When Eduardo Cunha (PMDB), who would soon lead the impeachment against then president Dilma (claiming corruption just before he himself would serve a sentence for that very crime), was elected leader of the Chamber of Deputies, a new alliance between the center and conservatives was formed, challenging feminist and pro-LGBT legislation. Evangelicals pushed for legislation that protected the nuclear family and a statute for “the unborn child” with a constitutional amendment to establish that life begins at conception, which would prohibit abortion even in cases of rape. In this political milieu, Bolsonaro began his ascent to ultra-right stardom by populist punchlines, such as when he deemed deputy Maria do Rosário (PT) not to be worth raping after she defended a truth commission into dictatorship-era crimes, or when he devoted his impeachment vote of Dilma to her infamous torturer Carlos Brilhante Ustra during the dictatorship of 1964–1985.

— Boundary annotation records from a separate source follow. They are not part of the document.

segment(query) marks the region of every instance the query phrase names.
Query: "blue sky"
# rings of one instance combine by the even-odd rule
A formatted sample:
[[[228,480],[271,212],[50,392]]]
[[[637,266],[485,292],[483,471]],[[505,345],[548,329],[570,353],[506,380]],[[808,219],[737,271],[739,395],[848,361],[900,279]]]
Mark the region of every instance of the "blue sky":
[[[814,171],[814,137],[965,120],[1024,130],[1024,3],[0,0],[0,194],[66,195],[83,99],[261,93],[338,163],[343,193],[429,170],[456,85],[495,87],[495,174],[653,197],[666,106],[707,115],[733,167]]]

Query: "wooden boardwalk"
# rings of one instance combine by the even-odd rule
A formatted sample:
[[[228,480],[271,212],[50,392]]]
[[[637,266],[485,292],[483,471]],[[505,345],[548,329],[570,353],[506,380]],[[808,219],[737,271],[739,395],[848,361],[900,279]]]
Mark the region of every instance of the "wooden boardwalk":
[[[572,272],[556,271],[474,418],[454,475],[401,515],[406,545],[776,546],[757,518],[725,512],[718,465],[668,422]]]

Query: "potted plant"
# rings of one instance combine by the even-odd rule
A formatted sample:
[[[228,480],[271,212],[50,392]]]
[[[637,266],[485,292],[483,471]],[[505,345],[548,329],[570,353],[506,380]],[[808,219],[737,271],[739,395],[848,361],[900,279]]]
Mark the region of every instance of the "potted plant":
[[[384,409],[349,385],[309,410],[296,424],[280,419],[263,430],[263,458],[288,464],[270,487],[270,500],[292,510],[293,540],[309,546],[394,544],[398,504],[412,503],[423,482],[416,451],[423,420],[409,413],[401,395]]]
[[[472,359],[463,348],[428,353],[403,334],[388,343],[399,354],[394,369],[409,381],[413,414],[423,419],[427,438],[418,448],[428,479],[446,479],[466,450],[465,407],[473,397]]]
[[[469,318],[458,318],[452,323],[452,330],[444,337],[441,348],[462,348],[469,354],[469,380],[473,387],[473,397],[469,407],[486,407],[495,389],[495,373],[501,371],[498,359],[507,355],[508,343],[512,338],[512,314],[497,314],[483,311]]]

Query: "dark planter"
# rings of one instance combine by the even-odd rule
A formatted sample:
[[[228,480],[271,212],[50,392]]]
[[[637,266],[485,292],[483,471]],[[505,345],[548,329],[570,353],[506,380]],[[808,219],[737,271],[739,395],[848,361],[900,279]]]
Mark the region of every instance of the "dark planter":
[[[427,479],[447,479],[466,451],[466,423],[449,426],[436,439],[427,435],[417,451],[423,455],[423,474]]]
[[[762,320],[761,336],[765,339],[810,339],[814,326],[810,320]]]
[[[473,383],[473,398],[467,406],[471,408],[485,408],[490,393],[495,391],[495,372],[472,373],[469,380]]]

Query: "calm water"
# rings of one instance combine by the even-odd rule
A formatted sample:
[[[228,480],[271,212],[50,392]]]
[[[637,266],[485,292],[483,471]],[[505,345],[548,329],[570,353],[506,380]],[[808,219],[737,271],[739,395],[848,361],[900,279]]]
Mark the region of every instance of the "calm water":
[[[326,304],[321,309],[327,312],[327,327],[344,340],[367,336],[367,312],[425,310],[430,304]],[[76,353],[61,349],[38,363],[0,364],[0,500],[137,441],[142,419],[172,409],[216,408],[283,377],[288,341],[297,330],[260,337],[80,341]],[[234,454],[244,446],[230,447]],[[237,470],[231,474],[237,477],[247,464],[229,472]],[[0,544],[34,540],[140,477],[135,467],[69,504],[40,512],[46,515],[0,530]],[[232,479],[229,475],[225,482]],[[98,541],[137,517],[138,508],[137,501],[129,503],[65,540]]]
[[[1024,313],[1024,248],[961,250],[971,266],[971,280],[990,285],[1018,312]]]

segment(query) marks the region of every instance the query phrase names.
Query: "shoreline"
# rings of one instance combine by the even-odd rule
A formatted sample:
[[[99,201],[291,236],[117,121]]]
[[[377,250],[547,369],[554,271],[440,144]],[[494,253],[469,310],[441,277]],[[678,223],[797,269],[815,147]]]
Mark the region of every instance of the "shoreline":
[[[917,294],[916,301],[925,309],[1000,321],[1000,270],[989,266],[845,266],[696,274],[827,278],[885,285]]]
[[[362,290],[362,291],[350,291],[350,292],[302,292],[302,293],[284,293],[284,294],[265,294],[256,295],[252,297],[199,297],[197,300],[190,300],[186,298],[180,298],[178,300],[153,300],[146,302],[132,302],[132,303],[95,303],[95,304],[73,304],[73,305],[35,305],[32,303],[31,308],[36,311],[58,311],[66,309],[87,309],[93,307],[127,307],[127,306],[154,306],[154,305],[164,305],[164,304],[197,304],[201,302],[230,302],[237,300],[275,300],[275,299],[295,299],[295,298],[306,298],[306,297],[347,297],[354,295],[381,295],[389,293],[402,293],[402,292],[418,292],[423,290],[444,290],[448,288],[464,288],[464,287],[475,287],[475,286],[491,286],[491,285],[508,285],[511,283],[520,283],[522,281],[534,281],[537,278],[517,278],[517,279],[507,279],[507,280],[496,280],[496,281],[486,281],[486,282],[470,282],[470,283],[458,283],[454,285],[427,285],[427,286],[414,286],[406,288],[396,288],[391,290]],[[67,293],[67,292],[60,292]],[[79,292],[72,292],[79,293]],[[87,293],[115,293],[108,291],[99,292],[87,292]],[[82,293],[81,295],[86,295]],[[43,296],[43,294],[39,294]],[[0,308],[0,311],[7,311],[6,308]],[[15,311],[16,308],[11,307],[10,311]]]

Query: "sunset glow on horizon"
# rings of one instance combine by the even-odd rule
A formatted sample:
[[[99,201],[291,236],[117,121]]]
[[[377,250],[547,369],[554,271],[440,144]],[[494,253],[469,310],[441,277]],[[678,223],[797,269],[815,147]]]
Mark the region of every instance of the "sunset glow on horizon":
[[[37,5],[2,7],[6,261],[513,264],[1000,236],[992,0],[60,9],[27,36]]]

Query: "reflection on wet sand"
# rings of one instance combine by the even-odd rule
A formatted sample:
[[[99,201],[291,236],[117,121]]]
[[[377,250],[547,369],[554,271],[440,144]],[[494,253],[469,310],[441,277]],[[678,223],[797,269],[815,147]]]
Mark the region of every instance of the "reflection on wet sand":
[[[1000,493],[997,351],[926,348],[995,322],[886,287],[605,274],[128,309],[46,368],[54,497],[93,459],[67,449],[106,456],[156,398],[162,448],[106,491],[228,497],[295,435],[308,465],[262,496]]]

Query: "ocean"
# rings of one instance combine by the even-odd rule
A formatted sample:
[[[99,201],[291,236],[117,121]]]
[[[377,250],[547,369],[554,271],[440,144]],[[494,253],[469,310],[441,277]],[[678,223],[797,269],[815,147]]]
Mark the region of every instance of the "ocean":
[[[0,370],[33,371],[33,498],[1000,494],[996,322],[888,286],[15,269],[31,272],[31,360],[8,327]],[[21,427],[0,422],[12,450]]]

Apart from this violence glorifying populist rhetoric, Bolsonarismo also draws on a disturbing history of criminal brotherhoods. The president and his family have links to Rio de Janeiro’s militias and Bolsonaro has been named in the investigation into the murder of the black feminist opposition politician, Marielle Franco, shot dead in 2018 after a public spat with Jair Bolsonaro’s son, Carlos Bolsonaro. The killing and rhetorical abuse of left-leaning female politicians by the ultra-right is accompanied by a somewhat paradoxical rise among their ranks of women as powerful political voices at the national level. The vote that brought Jair Bolsonaro to power saw an increase of women elected to the Chamber of Deputies from 9 percent to 15 percent. While men turn to him as a defender of masculinity, evangelical female deputies are, in fact, at times defending women’s rights and form part of a wave of “new political subjects.” These include voices from favela-communities, not least in the anti-Bolsonaro protest movement “Ele não” (not him) (Teixeira 2018; Pinheiro-Machado and Scalco 2020).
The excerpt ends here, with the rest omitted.